De nombreuses banques proposent désormais des placements sans risque à des taux d'intérêt allant jusqu'à 2%. Et leurs bénéfices sur ces intérêts sont florissants! Aussi, «ne pas augmenter le taux d'intérêt minimal de la LPP dans un tel contexte est contraire à toute logique économique», souligne Gabriela Medici de l'Union syndicale suisse. Aldo Ferrari, du syndicat Unia, ne mâche pas non plus ses mots: «Le taux d'intérêt minimal doit augmenter, sinon c'est du vol.»

Mais les institutions de prévoyance s'accrochent. Elles auraient, selon leurs dires, pris un coup dans l'aile en 2022. Cette année-là, la plus mauvaise caisse aurait ainsi perdu 16,2% sur ses placements financiers, la meilleure «seulement» 1%.

Pour Ueli Mettler, président de l'association de consultants en caisses de pension SWIC, il est donc clair qu'il n'y a actuellement «aucun bon argument économique en faveur d'un changement du taux d'intérêt minimal de la LPP».

«Le taux d'intérêt minimal de la LPP se maintiendra près de son niveau actuel»

La commission LPP utilise comme base de discussion une formule compliquée qui tient compte du niveau actuel des taux d'intérêt ainsi que du rendement passé d'une stratégie de placement comprenant 25% d'actions.

Cette formule plaide en faveur d'une baisse du taux d'intérêt minimal d'environ 0,6%. Pour prendre leur décision, les membres de la commission ne tiennent toutefois pas seulement compte des formules mathématiques, mais aussi du contexte politique et social.

De son côté, Simon Tellenbach, du centre de gestion de fortune VZ, balaie tout espoir de voir un jour augmenter significativement le taux d'intérêt minimal.
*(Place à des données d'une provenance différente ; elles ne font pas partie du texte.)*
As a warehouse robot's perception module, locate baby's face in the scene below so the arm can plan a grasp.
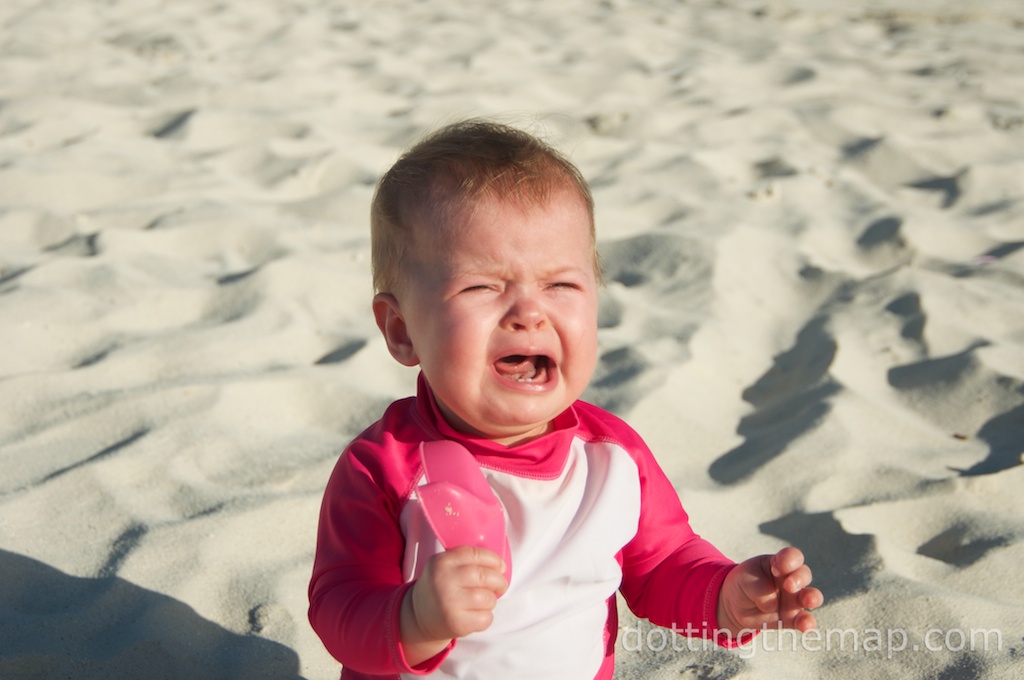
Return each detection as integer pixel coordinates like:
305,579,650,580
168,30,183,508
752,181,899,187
399,190,598,444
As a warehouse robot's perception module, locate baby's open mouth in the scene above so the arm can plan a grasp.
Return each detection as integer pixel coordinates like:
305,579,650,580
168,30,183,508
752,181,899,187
495,354,550,382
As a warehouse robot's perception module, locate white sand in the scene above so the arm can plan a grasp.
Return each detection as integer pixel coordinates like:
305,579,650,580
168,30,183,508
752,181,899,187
0,0,1024,680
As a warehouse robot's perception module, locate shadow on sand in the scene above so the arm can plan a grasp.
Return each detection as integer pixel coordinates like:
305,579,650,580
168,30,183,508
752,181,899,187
0,550,300,680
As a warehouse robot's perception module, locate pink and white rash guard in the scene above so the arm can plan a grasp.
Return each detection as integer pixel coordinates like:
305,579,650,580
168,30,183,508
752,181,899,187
309,375,733,680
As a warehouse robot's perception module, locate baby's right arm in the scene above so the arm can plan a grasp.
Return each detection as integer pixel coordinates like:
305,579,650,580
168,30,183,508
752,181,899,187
399,546,508,667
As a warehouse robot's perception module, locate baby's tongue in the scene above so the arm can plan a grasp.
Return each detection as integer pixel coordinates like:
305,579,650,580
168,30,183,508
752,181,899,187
495,354,546,382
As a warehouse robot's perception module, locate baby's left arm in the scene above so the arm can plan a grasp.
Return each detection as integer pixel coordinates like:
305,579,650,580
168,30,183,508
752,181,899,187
718,548,824,639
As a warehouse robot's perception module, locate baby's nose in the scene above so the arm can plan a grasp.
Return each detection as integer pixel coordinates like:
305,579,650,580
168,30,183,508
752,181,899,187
506,295,547,331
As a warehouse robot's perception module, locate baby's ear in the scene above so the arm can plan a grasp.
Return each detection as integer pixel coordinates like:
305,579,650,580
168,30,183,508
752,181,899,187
374,293,420,366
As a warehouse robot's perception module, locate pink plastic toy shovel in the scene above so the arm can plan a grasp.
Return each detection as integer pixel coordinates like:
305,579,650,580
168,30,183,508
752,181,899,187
418,439,512,579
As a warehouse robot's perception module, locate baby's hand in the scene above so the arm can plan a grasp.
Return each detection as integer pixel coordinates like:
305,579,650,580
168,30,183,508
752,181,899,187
718,548,824,636
400,546,508,666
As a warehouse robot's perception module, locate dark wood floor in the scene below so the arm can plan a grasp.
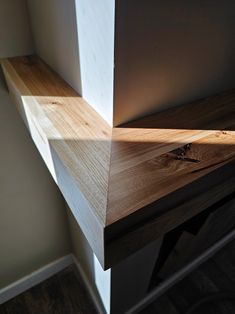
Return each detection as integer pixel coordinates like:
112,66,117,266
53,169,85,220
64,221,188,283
0,241,235,314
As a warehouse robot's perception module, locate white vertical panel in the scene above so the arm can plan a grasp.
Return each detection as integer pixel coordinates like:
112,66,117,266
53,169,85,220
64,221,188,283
76,0,115,125
0,0,33,58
Selon lui, comme les taux de couverture des caisses de pension se sont nettement dégradés depuis fin 2021, la situation financière initiale des caisses de pension est exigeante: «Elles doivent à nouveau constituer des réserves jusqu'à ce qu'elles soient pleinement capables de prendre des risques.» Et de conclure: «Nous partons du principe que le taux d'intérêt minimal de la LPP se maintiendra près de son niveau actuel.»

L'Union patronale suisse avance, avec prudence

Il y a un an, l'Union patronale suisse s'était prononcée en faveur d'un taux d'intérêt minimal de 0,25%. Mais le porte-parole Stefan Heini refuse aujourd'hui de s'avancer quant à une légère augmentation: «De notre point de vue, il est clair qu'une grande prudence est de mise au vu du ralentissement économique qui se dessine en Suisse et dans les espaces économiques importants – en premier lieu aux Etats-Unis – et de la situation qui en découle sur les marchés financiers.»

L'Association Suisse d'Assurances (ASA) ne veut pas non plus se mouiller avant la réunion de lundi: «Pour nous, il est essentiel que la commission LPP puisse mener une discussion objective», déclare le porte-parole Jan Mühlethaler. Selon lui, la loi impose aux institutions de prévoyance de constituer des réserves et de faire les provisions nécessaires. «Dans ce contexte, l'ASA estime que le taux d'intérêt minimal de la LPP a toujours été fixé trop haut ces dernières années», conclut Jan Mühlethaler.

En novembre dernier, le Conseil fédéral a maintenu le taux d'intérêt minimal de la LPP à 1%. Il se défendait alors: «En raison de l'évolution globalement favorable des marchés financiers, une baisse du taux d'intérêt minimal ne se justifie pas. Cependant, les taux d'intérêt toujours bas et les attentes de rendement atténuées ne suggèrent pas non plus actuellement une augmentation du taux.»

Toujours est-il que pour Gabriela Medici de l'Union syndicale, «le moment est venu de relever le taux d'intérêt minimal. Les caisses de pension profitent du revirement des taux d'intérêt et ne répercutent rien sur les assurés. Cela doit cesser maintenant».